YUMMY COOKIES
 
130 g Oatmeal Flour
100 g finely ground Hazelnuts
1 tsp Cream of Tartar
1/2 tsp Corn-Flour
1/2 tsp Bicarbonate of Soda
125 ml Rice Syrup
2 Tblspns Maple Syrup
125 ml Sunflower Oil
Unsweetened Blackberry Jam

Method:
Preheat oven to 165 Celsius
Mix oatmeal flour and hazelnuts together. In a small bowl combine cream of tartar, corn-flour and bicarbonate of soda and add it to the oatmeal mix.  Cream together rice syrup and maple syrup, add the oil, then add all this to the dry mix. Make into a dough, pinch off small balls, the size of walnuts, and pat down a little.  Place well apart on grease proof paper on a baking tray because the cookies will spread quite a bit.  I usually get nine on a baking tray.  Slightly press finger in middle of each cookie and add a little jam.  Bake for 10 minutes. When cooked, leave on the grease proof paper for ten minutes while they cool and harden a little. You may want to place them into a container with glad-wrap or greaseproof paper in between layers because they can be a bit sticky. That's if you can keep them that long :-)
Makes about 16 cookies, and boy are they yummy. Enjoy!!

With love from Shrimati



SPINACH AND FETTA PIES
 
3 bunches of English Spinach or 3 x 250 g packs of frozen Spinach
200 g soft Fetta Cheese
200 g Vegetarian Cheddar Cheese
1/2 tsp freshly grated Nutmeg
1/4 tsp freshly ground Black Pepper
125 g unsalted Butter
1 packet of Filo Pastry
 
Method:
Boil spinach, when cooked, drain.
Grate the cheddar cheese and place in a bowl.

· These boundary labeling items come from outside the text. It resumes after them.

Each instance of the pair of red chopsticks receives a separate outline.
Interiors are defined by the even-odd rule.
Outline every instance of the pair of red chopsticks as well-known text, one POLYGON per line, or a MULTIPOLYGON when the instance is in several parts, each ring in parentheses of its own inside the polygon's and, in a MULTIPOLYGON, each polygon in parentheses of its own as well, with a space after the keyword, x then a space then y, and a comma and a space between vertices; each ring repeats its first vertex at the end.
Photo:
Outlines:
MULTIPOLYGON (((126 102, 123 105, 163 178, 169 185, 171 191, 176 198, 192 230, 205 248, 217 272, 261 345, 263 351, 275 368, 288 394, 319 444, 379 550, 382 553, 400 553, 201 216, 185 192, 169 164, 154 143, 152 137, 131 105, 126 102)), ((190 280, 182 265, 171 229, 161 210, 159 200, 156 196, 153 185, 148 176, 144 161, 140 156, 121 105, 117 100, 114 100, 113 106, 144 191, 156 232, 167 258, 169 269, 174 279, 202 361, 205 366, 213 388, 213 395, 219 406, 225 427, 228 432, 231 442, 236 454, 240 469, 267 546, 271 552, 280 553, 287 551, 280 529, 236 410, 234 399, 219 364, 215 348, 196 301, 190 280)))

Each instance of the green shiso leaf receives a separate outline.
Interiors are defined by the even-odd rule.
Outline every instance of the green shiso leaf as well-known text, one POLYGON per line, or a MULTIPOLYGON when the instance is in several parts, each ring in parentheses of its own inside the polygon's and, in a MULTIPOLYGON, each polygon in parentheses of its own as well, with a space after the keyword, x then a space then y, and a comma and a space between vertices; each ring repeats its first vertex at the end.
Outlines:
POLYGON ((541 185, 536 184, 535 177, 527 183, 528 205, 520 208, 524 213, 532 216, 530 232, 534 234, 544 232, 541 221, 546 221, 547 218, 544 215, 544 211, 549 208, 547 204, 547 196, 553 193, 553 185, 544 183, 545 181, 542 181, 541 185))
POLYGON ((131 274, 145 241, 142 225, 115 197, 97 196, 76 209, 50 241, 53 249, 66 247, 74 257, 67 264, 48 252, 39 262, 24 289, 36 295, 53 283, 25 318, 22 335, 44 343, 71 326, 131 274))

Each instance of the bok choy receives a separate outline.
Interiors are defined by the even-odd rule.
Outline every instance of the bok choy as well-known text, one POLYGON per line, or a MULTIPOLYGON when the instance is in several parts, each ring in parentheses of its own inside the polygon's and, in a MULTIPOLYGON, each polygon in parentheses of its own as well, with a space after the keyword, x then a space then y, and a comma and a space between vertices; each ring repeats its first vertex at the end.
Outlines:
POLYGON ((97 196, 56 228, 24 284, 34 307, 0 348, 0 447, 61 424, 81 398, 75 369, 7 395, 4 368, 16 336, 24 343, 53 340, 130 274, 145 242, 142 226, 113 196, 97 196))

Add the fetta, nutmeg and pepper, then also place the spinach in the cheese mix. If cool enough mix with your hands and really bind the mix. Shape the mix into 14 or 16 torpedo shapes and put to one side. Melt the butter, then get one sheet of Filo pastry and with a pastry brush, lightly cover the whole sheet with melted butter and then place another pastry sheet on top. Lightly cover that sheet with butter and then fold the pastry in half, lengthways. In one corner of the pastry, put one torpedo shaped mix and then fold it to the nearest short side. Then fold up only enough so the triangle shape stays firm and then to the side again, until you have done the whole sheet and the pie is triangular shaped. Brush with butter and repeat for the remainder of the pies. Cook in a preheated oven at 200 Celsius for around 15 min or until lightly golden brown.
Makes 14-16 triangles. Delicious to eat by themselves or with a light salad.

With love from Shrimati



 CAROB BLISS BALLS

200 ml Honey
350 ml Tahini
1/2 tsp of Vanilla Essence
1/3 cup Carob Powder
1 1/2 cups of Full Cream Milk Powder
 
Mix  all the wet ingredients together and then add the carob and milk powder. Pinch off about 18 pieces and roll into balls. Nice and easy but very delicious and healthy.